Según supieron días más tarde por el celador de la casa del paseo del Arenal, los dueños de un caserío de Artxanda, cercano a la arboleda donde había tenido lugar el duelo, habían sido alertados por los gritos de la mujer que vivía con don Juan Francisco González y se habían encontrado con un espectáculo que los llenó de horror. En un principio creyeron que ella era la muerte en persona o un espíritu errante, pues amas habían visto a una persona negra que además iba cubierta con una capa también de color negro de los pies a la cabeza. Decidieron volverse y encerrarse a cal y canto en su casa, pero al verla llorar desconsoladamente ante el cuerpo de un hombre ensangrentado pensaron que se trataba de una extranjera de algún país remoto y se aproximaron, no sin recelos. Su espanto fue mayor al descubrir a otro hombre tumbado boca arriba con los ojos abiertos y un agujero entre ceja y ceja.

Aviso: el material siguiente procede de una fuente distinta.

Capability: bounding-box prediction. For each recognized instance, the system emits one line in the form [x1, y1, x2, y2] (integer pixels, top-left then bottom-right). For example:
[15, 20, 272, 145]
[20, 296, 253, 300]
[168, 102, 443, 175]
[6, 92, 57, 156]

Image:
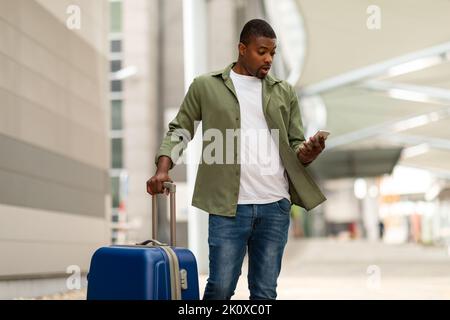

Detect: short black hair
[239, 19, 277, 45]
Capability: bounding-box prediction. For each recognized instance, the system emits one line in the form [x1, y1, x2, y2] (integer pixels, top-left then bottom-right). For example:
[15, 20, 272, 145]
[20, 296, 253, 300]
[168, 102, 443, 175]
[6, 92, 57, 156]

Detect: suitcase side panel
[172, 248, 200, 300]
[87, 246, 170, 300]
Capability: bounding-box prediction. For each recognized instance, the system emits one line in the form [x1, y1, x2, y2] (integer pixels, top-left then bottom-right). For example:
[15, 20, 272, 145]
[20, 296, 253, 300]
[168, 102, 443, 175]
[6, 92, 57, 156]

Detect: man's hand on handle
[297, 137, 325, 164]
[147, 156, 173, 195]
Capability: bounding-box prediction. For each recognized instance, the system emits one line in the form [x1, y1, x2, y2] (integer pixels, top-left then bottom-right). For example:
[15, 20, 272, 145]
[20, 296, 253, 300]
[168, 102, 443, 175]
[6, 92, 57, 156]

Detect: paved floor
[200, 239, 450, 300]
[37, 239, 450, 300]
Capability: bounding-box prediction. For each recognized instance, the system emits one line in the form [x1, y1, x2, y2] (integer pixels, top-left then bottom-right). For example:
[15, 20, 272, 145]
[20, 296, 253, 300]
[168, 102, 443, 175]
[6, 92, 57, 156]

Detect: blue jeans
[203, 198, 291, 300]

No sabiendo conducir la berlina tirada por dos caballos, el hijo de la familia corrió en busca de los guardas forales que patrullaban por los alrededores a la búsqueda de cazadores furtivos. Estos no tuvieron ninguna duda de que había tenido lugar un duelo. Allí estaban las pruebas: ambos contendientes, uno herido y otro muerto, y dos pistolas en el suelo. No supieron explicarse la presencia de la extraña mujer, pero metieron a los tres en la berlina, llevaron a los hombres al hospital y a ella al Calabozo municipal hasta que se aclararan los hechos. Para su mala fortuna, el juez encargado del caso resultó ser el mismo que los había acompañado al valle. En cuanto el herido fue operado de la rodilla, lo obligó a pagar las costas del asunto anterior más la operación, los gastos ocasionados y el entierro de Diosdado en una fosa común. Después le ordenó abandonar de inmediato el Señorío en compañía de la mujer bajo amenaza de juzgarlo por asesinato, cosa que González hizo tras contratar a dos cocheros en la caballeriza municipal.